Muria: deformación de “muerte” o “moría” – (relativo a morir ahogado) “
JADEHOLLANTE: palabra número ciento veintisiete: Referido
a penetración forzada: Raíz: JADEO, Hollar: humillar. También relacionado con
“deshollar”.
“Nóvalo”. Esta le había tomado mucho tiempo hasta
que entendió: pasó en limpio: novo: nuevo. “Nuevos valores”. Lo llevó
directamente a 1968. Año en que Cortázar viaja a la India. Otra vez el 68.
Anotó: “Rebeldía” - Matanza.
Simón repasó por última vez. Estos términos estaban
descifrados, ahora debía transcribirlos en la computadora. Más tarde los
imprimiría y guardaría.
Interrumpió su tarea para atender el teléfono:
—Dr. Ralmay. ¿Cómo está? ¿me consiguió los datos que le
pedí?
Se comió la uña del pulgar, impaciente.
—Ok. Con eso voy a poder terminar. Y de paso quiero
agradecerle por toda su ayuda. Usted fue el único en confiar en mi.
Escupió la uña.
—¿Qué tiene que ver que usted sea mi psiquiatra? Le puedo
asegurar que tiene grandes dotes de criptógrafo. ¿No entiende cómo me
ayudó? Es muy humilde usted. De todos modos, de eso no le puedo hablar. No es conveniente que muestre todavía el
texto, ni los instructivos que surgen de él. Pero de todo se estará enterando
en breve.
Su puño se crispaba
—No, no le puedo adelantar lo que dice el texto, ¡pero no
estoy de acuerdo en que yo no estoy siendo objetivo para interpretarlo! ¡Porqué
siempre me hace enojar! ¡Esto ya lo hablamos!
Su cara se transformó, marcándose una vena gruesa a la
altura del maxilar inferior.
—Estoy tranquilo. Y
le adelanto una cosa: este texto marcará mi destino los próximos días. No puedo
agregar más. Son instrucciones. No hay nada de qué asustarse. Le recuerdo además
que esto comenzó en terapia, cuando entendí que Gliglico
significaba Bíblico, y que el texto ocultaba un mensaje. Si no me equivoco, usted mismo me apoyó.
Cortázar, mi
maestro, el profeta de Dios lo puso fácil para que comenzara la investigación. Yo
no soy más que una humilde herramienta.
Ahora se clavaba, sin darse cuenta, las uñas en la palma
de la mano, en el mismo acto de cerrar el puño.

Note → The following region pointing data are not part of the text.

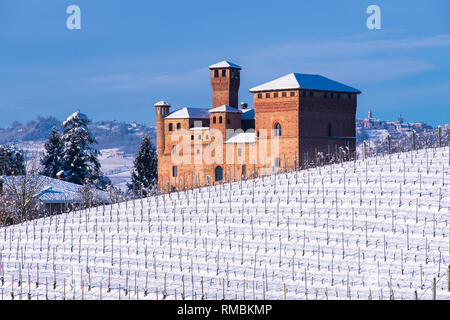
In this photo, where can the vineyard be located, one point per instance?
(374, 228)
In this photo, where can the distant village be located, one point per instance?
(371, 128)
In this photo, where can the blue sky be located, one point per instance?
(130, 54)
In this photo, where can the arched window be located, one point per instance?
(277, 128)
(218, 173)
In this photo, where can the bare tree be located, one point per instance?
(19, 199)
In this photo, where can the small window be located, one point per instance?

—Le digo que no hay nada de qué preocuparse, la crisis ya
pasó, estoy perfectamente, quédese tranquilo.
Cortó sin esperar respuesta y aflojó las manos y el
entrecejo.
Fue a la cocina, tomó una taza de la alacena y se sirvió
café recién hecho. Miró al piso y recogió una pelusa. La tiró en un orifico de
la mesada de la cocina, debajo del cual estaba el tacho de basura. Tomó el
repasador rojo, el cuarto que ponía a lavar ese día y lo colocó en el
canasto de “textiles sucios”, como rezaba el cartel pegado sobre el mimbre.
Luego, se aplicó alcohol en gel en las manos.
Volvió a su mesa de trabajo en el Estar, a pocos pasos de
la cocina, en el pulcro departamento de la calle Rodriguez Peña. Se trasladaba
siempre sobre “patines”, aquellos usados en otros tiempos para no rayar el piso
de parquet. Simón nunca caminaba por la casa con los zapatos puestos, para no
ingresar los gérmenes que traía de la calle.
Sobre la mesa, una computadora, gran cantidad de
anotaciones más o menos tachadas y corregidas, manuscritas en Post its, y un
bibliorato abierto donde guardaba los textos ya procesados y terminados,
impresos en hojas A4, con tipografía Arial, a doble espacio.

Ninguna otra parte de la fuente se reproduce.